In what is known as the “Clean Break Principle” recent regulations entitle divorced spouses to claim from the pension fund of the ex before retirement. These rules apply to government pension funds as well which have left members with interest-bearing debts which have to be repaid to the fund. The problem rests with the time it will take to put the fund back in a position to honour its obligations to pay future pensions.
A defined benefit pension fund takes on the obligation to pay a member a specific pension at retirement based on the number of years that the member has contributed to the fund. It is a very onerous task for the fund as it needs to be in a sound financial position at all times to ensure that all members during retirement receive their pension benefits. The problem is compounded by the fact that members are living longer which puts enormous pressure on the present and future values of the fund.
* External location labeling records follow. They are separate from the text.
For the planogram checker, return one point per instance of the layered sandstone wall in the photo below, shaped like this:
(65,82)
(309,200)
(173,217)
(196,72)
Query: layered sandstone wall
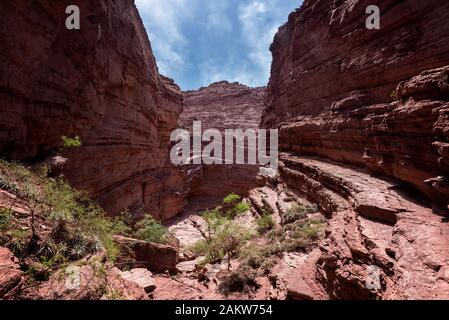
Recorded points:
(101,83)
(366,97)
(363,117)
(222,106)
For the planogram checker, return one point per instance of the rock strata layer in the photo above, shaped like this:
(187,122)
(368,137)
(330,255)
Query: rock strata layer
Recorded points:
(100,83)
(363,130)
(221,106)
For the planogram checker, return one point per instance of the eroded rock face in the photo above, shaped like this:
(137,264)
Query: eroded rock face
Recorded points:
(373,98)
(100,83)
(10,274)
(363,117)
(222,106)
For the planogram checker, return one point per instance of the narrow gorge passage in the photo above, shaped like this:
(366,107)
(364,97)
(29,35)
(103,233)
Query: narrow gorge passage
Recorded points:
(93,206)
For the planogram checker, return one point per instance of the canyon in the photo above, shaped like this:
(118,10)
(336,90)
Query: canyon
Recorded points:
(363,134)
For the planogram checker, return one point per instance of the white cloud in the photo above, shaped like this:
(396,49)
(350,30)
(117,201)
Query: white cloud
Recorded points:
(177,29)
(260,22)
(163,20)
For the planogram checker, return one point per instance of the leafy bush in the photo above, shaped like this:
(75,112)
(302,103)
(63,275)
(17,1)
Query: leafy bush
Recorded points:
(264,223)
(5,219)
(241,280)
(221,237)
(86,217)
(231,198)
(8,185)
(149,229)
(68,142)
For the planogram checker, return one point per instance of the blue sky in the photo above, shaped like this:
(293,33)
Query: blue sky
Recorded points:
(197,42)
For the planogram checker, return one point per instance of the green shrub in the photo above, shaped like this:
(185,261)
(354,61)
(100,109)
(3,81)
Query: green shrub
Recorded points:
(231,198)
(86,217)
(264,223)
(149,229)
(241,280)
(68,142)
(5,219)
(221,237)
(8,185)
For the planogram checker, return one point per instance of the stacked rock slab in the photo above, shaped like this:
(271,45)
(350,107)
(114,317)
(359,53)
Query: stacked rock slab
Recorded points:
(100,83)
(221,106)
(350,102)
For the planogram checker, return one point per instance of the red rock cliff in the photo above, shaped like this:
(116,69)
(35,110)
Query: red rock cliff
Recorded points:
(345,99)
(221,106)
(100,82)
(363,96)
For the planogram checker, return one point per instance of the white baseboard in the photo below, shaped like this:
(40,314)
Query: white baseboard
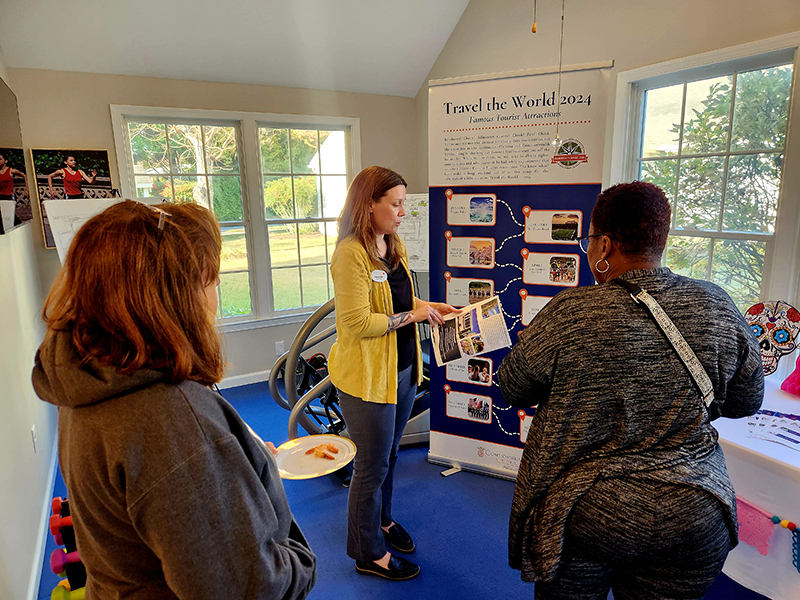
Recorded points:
(44,529)
(245,379)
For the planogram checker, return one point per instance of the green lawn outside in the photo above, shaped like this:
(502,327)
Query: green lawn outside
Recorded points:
(235,288)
The sustainability of many funds is questionable as it is, so these premature payouts in divorce claims will cause serious problems for actuaries and trustees.
The claims against pension funds are on the rise and there is even a suggestion that many members are arranging their divorce just to get their hands on the cash.
Ideally, the funds should not be cashed in and, instead, they should be preserved. It takes time to catch up on the value accumulated through compound interest on the investments made in the fund and quite often there isn’t enough time left for most to make catch up before reaching retirement.
So the message is clear. Your entitlement to the pension fund should you get divorced, should rather be preserved and included in your retirement provisions for the future. As a divorcee your financial independence is even more crucial in the future as you are all on your own. Your pension claim should therefore be protected at all costs and should not be seen as a windfall.
Keep a close eye on the future value of your pension after a divorce claim and make adjustments sooner than later. The defined benefit funds in the latest changes charge the member interest on the debt and in many cases, members won’t have enough months left before retirement to pay back the money. This is a dilemma for the trustees on defined benefit funds and serious adjustments will have to be made for future benefits.